You withhold taxes when you pay employees. You must provide a pay stub to your employees, regardless of how you pay them (direct deposit or withholding taxes). What exactly is a stub? What’s on a pay slip? What is a pay stub for employees?
A pay stub (also known as a pay slip or check slip) is a document that details the employee’s wages. It shows the wage earned for each pay period, as well the year-to date payroll information. You will also see taxes and any other deductions from an employee’s earnings on the check stub. Also, the pay slip shows the actual amount that the employee receives (i.e. the net pay).
What does a pay stub look like?
You and your employee can keep track of all payments, taxes and deductions by having a pay slip. A pay stub generally includes:
Gross wages
Taxes for employees
Deductions
Employer contributions
Employer taxes
Net pay
Below are the categories that will help you understand what information should be included on your pay stub.
Gross wages
Gross wages are your starting point for employee pay. Gross wages are the total amount that you owe to an employee before deducting any taxes or deductions. Gross wages must also include non-taxable income.
The hourly and salaried workers will affect how you calculate their gross wages. Hourly workers multiply the employee’s hourly wage rate by the amount of work done in the pay period. Divide the employee’s annual salary by the number o pay periods to calculate their gross income.
Paystubs typically show gross pay information in two columns. Current gross pay and Year-to-date gross.

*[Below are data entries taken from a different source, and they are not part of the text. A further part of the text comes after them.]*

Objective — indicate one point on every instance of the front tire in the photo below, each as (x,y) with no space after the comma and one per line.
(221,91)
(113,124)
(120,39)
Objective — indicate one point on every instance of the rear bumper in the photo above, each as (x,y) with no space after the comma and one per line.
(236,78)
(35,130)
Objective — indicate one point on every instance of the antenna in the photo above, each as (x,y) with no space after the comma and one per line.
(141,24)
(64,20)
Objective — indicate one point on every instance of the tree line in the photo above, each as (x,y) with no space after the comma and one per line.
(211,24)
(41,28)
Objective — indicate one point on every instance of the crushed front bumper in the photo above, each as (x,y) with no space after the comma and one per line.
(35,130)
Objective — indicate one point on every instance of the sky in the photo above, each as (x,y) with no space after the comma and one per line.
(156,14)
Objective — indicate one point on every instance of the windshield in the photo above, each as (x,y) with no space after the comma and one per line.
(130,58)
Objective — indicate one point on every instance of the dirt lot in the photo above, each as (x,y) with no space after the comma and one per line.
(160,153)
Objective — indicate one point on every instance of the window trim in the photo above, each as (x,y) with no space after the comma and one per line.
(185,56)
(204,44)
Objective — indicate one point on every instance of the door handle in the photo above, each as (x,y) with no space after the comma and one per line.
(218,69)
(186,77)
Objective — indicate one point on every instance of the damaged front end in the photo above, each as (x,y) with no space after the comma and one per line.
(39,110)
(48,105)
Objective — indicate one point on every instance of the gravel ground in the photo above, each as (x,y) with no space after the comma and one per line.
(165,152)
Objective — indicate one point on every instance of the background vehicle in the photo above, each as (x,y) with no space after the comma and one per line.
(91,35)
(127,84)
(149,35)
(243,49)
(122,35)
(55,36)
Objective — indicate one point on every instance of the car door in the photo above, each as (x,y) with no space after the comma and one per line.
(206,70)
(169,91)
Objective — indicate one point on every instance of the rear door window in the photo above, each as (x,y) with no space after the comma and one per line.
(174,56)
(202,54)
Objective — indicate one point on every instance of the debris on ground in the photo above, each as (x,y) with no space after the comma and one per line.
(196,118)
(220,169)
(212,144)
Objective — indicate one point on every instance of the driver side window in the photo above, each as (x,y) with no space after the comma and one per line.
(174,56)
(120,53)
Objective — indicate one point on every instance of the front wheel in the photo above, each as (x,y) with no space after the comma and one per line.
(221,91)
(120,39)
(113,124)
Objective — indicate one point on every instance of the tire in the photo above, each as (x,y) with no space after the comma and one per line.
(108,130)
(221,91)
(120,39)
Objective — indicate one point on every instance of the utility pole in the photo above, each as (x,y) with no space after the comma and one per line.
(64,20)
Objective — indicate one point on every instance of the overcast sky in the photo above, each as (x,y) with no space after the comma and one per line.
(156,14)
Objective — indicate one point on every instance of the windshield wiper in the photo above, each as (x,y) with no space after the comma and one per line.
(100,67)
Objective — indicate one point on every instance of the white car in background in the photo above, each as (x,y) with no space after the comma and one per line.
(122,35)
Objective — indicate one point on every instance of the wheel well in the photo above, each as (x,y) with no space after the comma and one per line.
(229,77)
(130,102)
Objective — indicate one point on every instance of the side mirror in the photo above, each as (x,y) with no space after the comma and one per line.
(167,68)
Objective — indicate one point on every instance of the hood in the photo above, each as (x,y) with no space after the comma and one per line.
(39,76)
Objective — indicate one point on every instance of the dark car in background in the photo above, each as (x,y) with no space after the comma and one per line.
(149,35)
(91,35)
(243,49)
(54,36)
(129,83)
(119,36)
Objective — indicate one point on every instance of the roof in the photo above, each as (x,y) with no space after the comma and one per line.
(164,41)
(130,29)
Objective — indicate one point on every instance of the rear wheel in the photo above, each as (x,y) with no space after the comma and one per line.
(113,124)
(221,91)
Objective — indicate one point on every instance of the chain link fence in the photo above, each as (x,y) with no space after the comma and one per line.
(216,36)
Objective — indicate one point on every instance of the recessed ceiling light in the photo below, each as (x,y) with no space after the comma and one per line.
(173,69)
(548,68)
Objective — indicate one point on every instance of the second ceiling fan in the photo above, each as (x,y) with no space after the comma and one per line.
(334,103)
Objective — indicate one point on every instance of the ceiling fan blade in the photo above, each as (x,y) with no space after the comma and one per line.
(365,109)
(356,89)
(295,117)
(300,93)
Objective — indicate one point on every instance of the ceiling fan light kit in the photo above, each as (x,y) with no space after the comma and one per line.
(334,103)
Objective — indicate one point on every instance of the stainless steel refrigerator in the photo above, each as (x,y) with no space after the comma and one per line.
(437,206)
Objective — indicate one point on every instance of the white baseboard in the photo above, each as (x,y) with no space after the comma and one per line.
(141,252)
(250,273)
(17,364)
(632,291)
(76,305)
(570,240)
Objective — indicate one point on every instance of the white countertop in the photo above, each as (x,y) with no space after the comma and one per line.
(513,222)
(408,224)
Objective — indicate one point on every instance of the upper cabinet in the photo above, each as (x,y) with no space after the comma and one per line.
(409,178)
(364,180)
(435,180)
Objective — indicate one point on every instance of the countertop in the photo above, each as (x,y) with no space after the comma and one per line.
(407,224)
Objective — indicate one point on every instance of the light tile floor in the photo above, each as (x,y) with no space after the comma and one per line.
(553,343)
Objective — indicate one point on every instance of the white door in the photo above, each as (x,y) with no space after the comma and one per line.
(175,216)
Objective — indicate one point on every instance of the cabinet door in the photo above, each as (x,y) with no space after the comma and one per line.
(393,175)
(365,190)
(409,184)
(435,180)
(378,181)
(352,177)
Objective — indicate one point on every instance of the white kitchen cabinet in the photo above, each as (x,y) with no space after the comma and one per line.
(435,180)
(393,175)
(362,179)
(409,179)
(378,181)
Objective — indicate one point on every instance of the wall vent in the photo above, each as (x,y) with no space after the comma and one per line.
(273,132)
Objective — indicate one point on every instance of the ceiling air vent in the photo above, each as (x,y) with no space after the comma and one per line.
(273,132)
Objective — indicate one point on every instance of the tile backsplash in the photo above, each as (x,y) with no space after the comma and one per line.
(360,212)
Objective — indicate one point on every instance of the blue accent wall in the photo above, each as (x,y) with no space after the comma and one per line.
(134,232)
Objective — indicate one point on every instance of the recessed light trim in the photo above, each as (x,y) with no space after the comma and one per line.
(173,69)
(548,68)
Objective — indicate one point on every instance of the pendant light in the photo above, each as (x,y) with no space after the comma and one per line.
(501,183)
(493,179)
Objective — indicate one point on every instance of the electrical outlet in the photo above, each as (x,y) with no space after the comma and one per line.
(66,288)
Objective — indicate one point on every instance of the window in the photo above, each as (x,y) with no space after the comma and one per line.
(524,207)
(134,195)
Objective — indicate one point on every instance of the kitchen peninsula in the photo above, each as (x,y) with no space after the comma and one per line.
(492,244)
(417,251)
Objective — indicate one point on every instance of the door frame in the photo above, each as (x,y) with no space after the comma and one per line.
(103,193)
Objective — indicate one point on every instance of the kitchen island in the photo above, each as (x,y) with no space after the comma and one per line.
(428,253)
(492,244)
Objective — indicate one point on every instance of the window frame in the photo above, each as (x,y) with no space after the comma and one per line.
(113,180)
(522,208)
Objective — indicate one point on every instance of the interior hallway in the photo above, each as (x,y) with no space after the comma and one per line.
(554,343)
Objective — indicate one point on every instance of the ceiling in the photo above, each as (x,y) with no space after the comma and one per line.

This information could also be included on a stub employee’s gross salary portion:
Hours worked total: The number of hours must be listed on pay stubs for hourly workers and nonexempt employees. Nonexempt employees may work overtime, regular, and double-time. The check stub should include the total hours worked for each hour. Each hour worked should be noted on the pay slip. Although it is possible to include salaried employees’ hours on the pay stubs as an option, it is not required. Separate hours worked into current or year-to date columns.
Pay rate: On the employee’s pay stub, you should indicate their pay rate. Hourly workers should note the hourly pay rate for each employee. For salaried workers, indicate the total salary earned for the work period. You should also record the separate pay rate of an employee on the pay stub, for overtime, double time, etc. worked.
Taxes for employees
The gross amount of the employee’s pay does not go home with them. The employee’s earnings are affected by payroll taxes and any other deductions (we’ll get back to those later). The pay stub details taxes so employees can see the total tax withheld from gross pay.
The standard employee payroll taxes included on a pay statement include:
Federal income tax
FICA tax is paid by the employee.
State income tax
Local income tax
State unemployment tax (for Alaska and New Jersey)
Local- and state-specific taxes
Make sure to create a separate line for each tax on your pay stub. Show the amount withheld from the current pay period, and the year-to-date. Separate the employer-paid taxes from employee-paid taxes in the pay stub.
Deductions
Payroll deductions on a pay slip can vary depending upon the benefits that you provide to small business employees. Employees might, for example, contribute to their retirement or insurance premiums.
Other deductions include payments towards loans, charitable contributions, and any other voluntary or unassisted deductions (e.g. child support). Each deduction can be listed on its individual line. The current and annual totals should also be shown.
Contributions by employers
Your business may have line items that an employee’s pay slip does not show. These include amounts you as an employer contribute.
You might contribute to:
Health insurance premiums
401(k), plans
Health savings accounts (HSAs)
Retirement plans
Include each contribution along with its current and annual totals.
Employer taxes
Employers also have to pay payroll taxes on each employee. These taxes must be listed in separate sections, with current and historical totals. Payroll taxes paid by employers include:
Federal unemployment taxes (FUTA tax)
State unemployment taxes (SUTA tax)
FICA tax is paid by the employer
To find out if your state has any employer-paid taxes, check with them and add it to the employee pay stubs.
Net pay
Net pay (or take-home pay) is the remaining amount after subtracting taxes from gross pay. Add any nontaxable income to the gross pay.
After subtracting taxes, deductions, you will get the employee’s take-home salary. The employee’s net pay is the sum you pay.
On the check slip, include the net pay for the pay period and the year-to date net pay.
What is the purpose of pay stubs?
An employer and employee can both use the information on a pay stub.
As records of their wages, employees are provided with pay stubs. Employees can check their pay stubs and make sure they understand all deductions.
Employers may use pay stubs as a way to resolve disputes with employee pay. Payroll stubs can be used to answer questions regarding employee pay. To fill out the Form W-2 of each employee, you can also use check slips.
Are I required to provide pay slips to my employees
Some states require that employers provide pay stubs. Each state may have different requirements regarding the information that you should include on a paycheck slip.
Your employees can choose to receive an electronic (epaystub), or a paper pay slip. Employers may be able access their pay stubs online if they use payroll software. For your payroll records, keep a copy for each payroll stub.